Shall we call it F_t?

And to set up a system that is in equilibrium, we also need the upward force of the scale.
Shall we call that F_s?
This is the quantity that you would measure with a reading on your scale.So before the submersion, the weight of the system was W_w.
For equilibrium that means that F_s=W_w.
Can you set up the equilibrium of the forces after the submersion of the metal?

 

[Anna55]

Yes, the symbols are correct.

F_s+F_b+F_t=W_w

F_s+F_b+F_t-W_w=0

F_s+F_b+F_t-W_w-(F_s-W_w)=
F_s+F_b+F_t-W_w-F_s+W_w=
F_b+F_t=
p_wV_dg+F_t=

Is this correct? How should I continue?

 

[I like Serena]

Hmm, this is not quite right yet, but I'm at a loss right now how to explain.Let's try to look at this another way.

Suppose the metal had exactly the same density as the water.
Then the weight of the metal would equal the buoyancy force, and the tensional force in the string would be zero.
Furthermore, the level of the water in the beaker would rise, accounting for the amount of displaced water.

What would the reading of the scale indicate in this case?

 

[Anna55]

F_b=W_m
p_w+V_d+g=mg
p_m+V_d+g=mg

p_m+V_d+g

 

[LawrenceC]

Draw a free body diagram of the beaker sitting on the scale with the metal suspended by the string fully submerged in the beaker.

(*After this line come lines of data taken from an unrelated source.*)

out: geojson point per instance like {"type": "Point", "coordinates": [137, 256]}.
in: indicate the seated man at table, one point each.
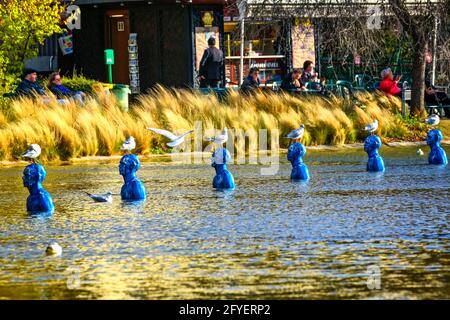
{"type": "Point", "coordinates": [292, 81]}
{"type": "Point", "coordinates": [61, 92]}
{"type": "Point", "coordinates": [436, 97]}
{"type": "Point", "coordinates": [308, 74]}
{"type": "Point", "coordinates": [388, 84]}
{"type": "Point", "coordinates": [29, 86]}
{"type": "Point", "coordinates": [251, 83]}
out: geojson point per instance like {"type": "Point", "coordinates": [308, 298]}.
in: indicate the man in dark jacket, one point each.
{"type": "Point", "coordinates": [29, 87]}
{"type": "Point", "coordinates": [251, 83]}
{"type": "Point", "coordinates": [292, 81]}
{"type": "Point", "coordinates": [211, 65]}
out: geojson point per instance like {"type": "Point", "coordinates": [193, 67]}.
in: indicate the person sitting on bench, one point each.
{"type": "Point", "coordinates": [292, 81]}
{"type": "Point", "coordinates": [388, 84]}
{"type": "Point", "coordinates": [29, 87]}
{"type": "Point", "coordinates": [436, 97]}
{"type": "Point", "coordinates": [61, 92]}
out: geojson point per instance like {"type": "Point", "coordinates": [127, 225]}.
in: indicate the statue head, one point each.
{"type": "Point", "coordinates": [129, 164]}
{"type": "Point", "coordinates": [372, 143]}
{"type": "Point", "coordinates": [302, 150]}
{"type": "Point", "coordinates": [434, 137]}
{"type": "Point", "coordinates": [33, 174]}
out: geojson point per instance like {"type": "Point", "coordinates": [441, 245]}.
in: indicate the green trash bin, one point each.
{"type": "Point", "coordinates": [121, 92]}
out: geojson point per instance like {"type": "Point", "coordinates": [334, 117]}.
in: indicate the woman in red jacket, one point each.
{"type": "Point", "coordinates": [388, 84]}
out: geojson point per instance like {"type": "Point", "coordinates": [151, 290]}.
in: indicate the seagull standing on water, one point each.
{"type": "Point", "coordinates": [433, 120]}
{"type": "Point", "coordinates": [106, 197]}
{"type": "Point", "coordinates": [297, 133]}
{"type": "Point", "coordinates": [33, 151]}
{"type": "Point", "coordinates": [372, 127]}
{"type": "Point", "coordinates": [129, 144]}
{"type": "Point", "coordinates": [221, 139]}
{"type": "Point", "coordinates": [174, 139]}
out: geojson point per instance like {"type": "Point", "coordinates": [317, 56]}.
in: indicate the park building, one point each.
{"type": "Point", "coordinates": [162, 41]}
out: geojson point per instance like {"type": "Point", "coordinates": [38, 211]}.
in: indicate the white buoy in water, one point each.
{"type": "Point", "coordinates": [53, 249]}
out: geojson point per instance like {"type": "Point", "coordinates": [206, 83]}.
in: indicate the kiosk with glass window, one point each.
{"type": "Point", "coordinates": [262, 49]}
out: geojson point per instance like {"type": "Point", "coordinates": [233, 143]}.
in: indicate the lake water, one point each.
{"type": "Point", "coordinates": [344, 234]}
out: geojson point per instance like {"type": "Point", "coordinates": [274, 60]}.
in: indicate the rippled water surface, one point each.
{"type": "Point", "coordinates": [269, 238]}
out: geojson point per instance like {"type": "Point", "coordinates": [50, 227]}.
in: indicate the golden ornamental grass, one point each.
{"type": "Point", "coordinates": [100, 126]}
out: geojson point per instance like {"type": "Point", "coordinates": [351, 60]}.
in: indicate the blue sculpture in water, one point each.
{"type": "Point", "coordinates": [39, 200]}
{"type": "Point", "coordinates": [133, 188]}
{"type": "Point", "coordinates": [223, 178]}
{"type": "Point", "coordinates": [296, 152]}
{"type": "Point", "coordinates": [371, 146]}
{"type": "Point", "coordinates": [437, 153]}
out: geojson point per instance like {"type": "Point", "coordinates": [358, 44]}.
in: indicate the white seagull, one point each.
{"type": "Point", "coordinates": [129, 144]}
{"type": "Point", "coordinates": [53, 249]}
{"type": "Point", "coordinates": [221, 139]}
{"type": "Point", "coordinates": [433, 120]}
{"type": "Point", "coordinates": [174, 139]}
{"type": "Point", "coordinates": [106, 197]}
{"type": "Point", "coordinates": [297, 133]}
{"type": "Point", "coordinates": [33, 151]}
{"type": "Point", "coordinates": [372, 127]}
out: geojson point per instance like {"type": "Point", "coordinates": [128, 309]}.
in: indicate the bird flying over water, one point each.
{"type": "Point", "coordinates": [433, 120]}
{"type": "Point", "coordinates": [174, 139]}
{"type": "Point", "coordinates": [106, 197]}
{"type": "Point", "coordinates": [33, 151]}
{"type": "Point", "coordinates": [297, 133]}
{"type": "Point", "coordinates": [220, 139]}
{"type": "Point", "coordinates": [129, 144]}
{"type": "Point", "coordinates": [372, 127]}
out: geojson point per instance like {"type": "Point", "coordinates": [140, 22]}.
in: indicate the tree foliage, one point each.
{"type": "Point", "coordinates": [24, 25]}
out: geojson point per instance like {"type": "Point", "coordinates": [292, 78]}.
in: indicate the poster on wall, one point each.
{"type": "Point", "coordinates": [202, 34]}
{"type": "Point", "coordinates": [303, 43]}
{"type": "Point", "coordinates": [66, 44]}
{"type": "Point", "coordinates": [133, 63]}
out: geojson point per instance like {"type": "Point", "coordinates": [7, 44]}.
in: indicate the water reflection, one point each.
{"type": "Point", "coordinates": [269, 238]}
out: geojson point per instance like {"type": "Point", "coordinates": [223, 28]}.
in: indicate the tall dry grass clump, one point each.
{"type": "Point", "coordinates": [99, 127]}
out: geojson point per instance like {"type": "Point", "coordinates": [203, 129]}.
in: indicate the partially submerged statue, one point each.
{"type": "Point", "coordinates": [133, 188]}
{"type": "Point", "coordinates": [437, 154]}
{"type": "Point", "coordinates": [39, 200]}
{"type": "Point", "coordinates": [371, 146]}
{"type": "Point", "coordinates": [223, 178]}
{"type": "Point", "coordinates": [296, 152]}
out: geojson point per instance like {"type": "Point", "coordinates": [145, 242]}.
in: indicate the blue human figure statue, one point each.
{"type": "Point", "coordinates": [371, 146]}
{"type": "Point", "coordinates": [223, 179]}
{"type": "Point", "coordinates": [133, 188]}
{"type": "Point", "coordinates": [296, 152]}
{"type": "Point", "coordinates": [437, 154]}
{"type": "Point", "coordinates": [39, 200]}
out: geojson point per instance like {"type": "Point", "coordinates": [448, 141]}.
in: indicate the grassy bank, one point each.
{"type": "Point", "coordinates": [99, 128]}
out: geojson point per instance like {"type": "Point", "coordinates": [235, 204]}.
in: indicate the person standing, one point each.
{"type": "Point", "coordinates": [292, 81]}
{"type": "Point", "coordinates": [211, 65]}
{"type": "Point", "coordinates": [308, 74]}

Write an expression for the tension in the string in terms of densities and volumes.
Write another expression for the reading the scale would have based on your free body diagram of the situation. This equation should have 3 force terms that comprise the scale reading. One of the terms would be the beaker without the metal in it.

Rearrange the equation so that you have what you seek on one side of the equation.

 

[I like Serena]

Yes, that looks about right, although you should multiply instead of add.
So in this case (metal has equal density as the water) the added weight is $\rho_m V_d g = \rho_w V_d g$.

Now if the metal has a higher density, the buoyancy force remains the same, the weight of the metal increases, but the difference is compensated by the tensional force in the string.

 

[Anna55]

Before the metal is submerged in the water.
F_t=W

Submerged metal
F_b+F_t=W
F_b+F_t-W=
(They cancel out)
F_b=
p_wV_dg=
p_wV_mg

To summarize everything. Is this correct?

 

[I like Serena]

Before the metal is submerged in the water.
F_t=W

Assuming you meant W_m where you wrote W, this is true.

Submerged metal
F_b+F_t=W
F_b+F_t-W=
(They cancel out)

Again assuming you meant W_m where you wrote W, this is also true.
Note that F_t has a different value than before.

F_b=
p_wV_dg=
p_wV_mg

Assuming that with V_m you mean the volume of the metal, which is the same as V_d, the volume of the displaced water, this is also correct.

To summarize everything. Is this correct?

As yet, you have not summarized everything.
You did not specify the effect of the metal-on-a-string on the reading of the scale.

 

[Anna55]

Sorry for not writing what the variables stand for in the beginning.
Yes, W_m is the weight of the metal.
Yes, V_m is the volume of the metal.

The change in reading of the scale will be p_wV_mg.

 

[I like Serena]

Okay! :)

 

[Anna55]

Thanks for all the help I have gotten! :) I really appreciate it. :)